Жаллу тяжело вздыхает:

— Ну, а теперь я и мои люди в вашем распоряжении. Можете их ни в грош не ставить, как я. Каков ваш план?

Ни в коем случае нельзя проявлять нерешительность.

— До демонстрации и путча остается больше двух недель. У меня есть кое-какие мысли по этому поводу, но сначала я предлагаю вставить им палки в колеса, устранив Шанталь. Эта женщина опасна.

— Убить Шанталь? Почему бы и нет? — равнодушно говорит Жаллу. Похоже, мои предложения ему вовсе не интересны. — Почему бы и нет? Но как? И где?

— Как раз сегодня утром я заметил, что в оперном театре ставят цикл «Кольцо нибелунга». Послезавтра премьера «Золота Рейна» и…

— И Шанталь будет в театре.

— Там будет весь бывший петеновский сброд, они придут превозносить арийского художника — сверхчеловека. Во всяком случае, это гвоздь сезона. На премьеру де Серкисяны забронируют ложу. Это не вызывает сомнений.

— Опера… — Жаллу колеблется. — Это будет нелегко. Возможно, в театр вам, да и некоторым из нас, удастся пойти. Но как быть с оружием? Разве у входа нас не будут обыскивать? Что мы выберем — пистолет или бомбу? И как будем потом уходить? Никто из нас оперного театра не знает. Так ли уж обязательно это делать в опере?

— Опера — лучший вариант. И вилла де Серкисянов, и здание ОИДК, где работает Шанталь, усиленно охраняются. Кроме того, действию, как и выступлению оратора, присуща своя риторика. Акт насилия в опере произведет определенный эффект — и докажет всему миру, что эти люди нигде не могут чувствовать себя в безопасности.

Жаллу раздумывает.

— Ну хорошо. Это понятно, однако вся трудность в деталях. Необходимо получше ознакомиться с планировкой здания и расположением ложи де Серкисянов. Это важно. Возможно, понадобится время, чтобы «склонить» к сотрудничеству рабочих сцены или других работников театра. Это, наверное, можно сделать… но действовать нахрапом нельзя.

— Правильно. Я об этом подумал. «Золото Рейна» дают в понедельник. Три дня спустя — премьера «Валькирии». Затем идут «Зигфрид» и «Gotterdammerung». Поэтому я пойду на «Золото Рейна», произведу рекогносцировку и о результатах доложу. После чего, на одной из следующих премьер, мы совершим покушение.

Жаллу надолго задумывается. Кажется, он постепенно начинает верить в возможность удачи.

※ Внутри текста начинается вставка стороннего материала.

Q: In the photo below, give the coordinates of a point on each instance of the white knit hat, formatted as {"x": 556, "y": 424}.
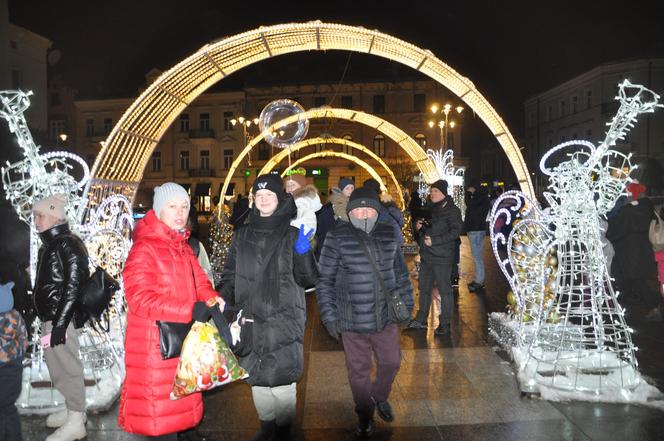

— Ну что ж, хорошо. Лучше всего убить эту женщину во время «Gotterdammerung». Это ведь значит «Гибель богов», да? Как вы выражаетесь, это произведет должный эффект.

Он встает и принимается расхаживать по комнате, возбужденно размахивая опустевшим шприцем.

— Но я тоже иду в театр! Я еще никогда не был в опере! Давайте, если получится, купим билеты в ложу… Нам понадобится приличная одежда, но это я смогу устроить. Все расходы будут оплачены из фондов ФНО. — Он хихикает, почти истерически. — Правда, я не знаю, что скажет по этому поводу Нунурс.

В этот момент открывается дверь.

— А, вот и вы, Нунурс! Легки на помине!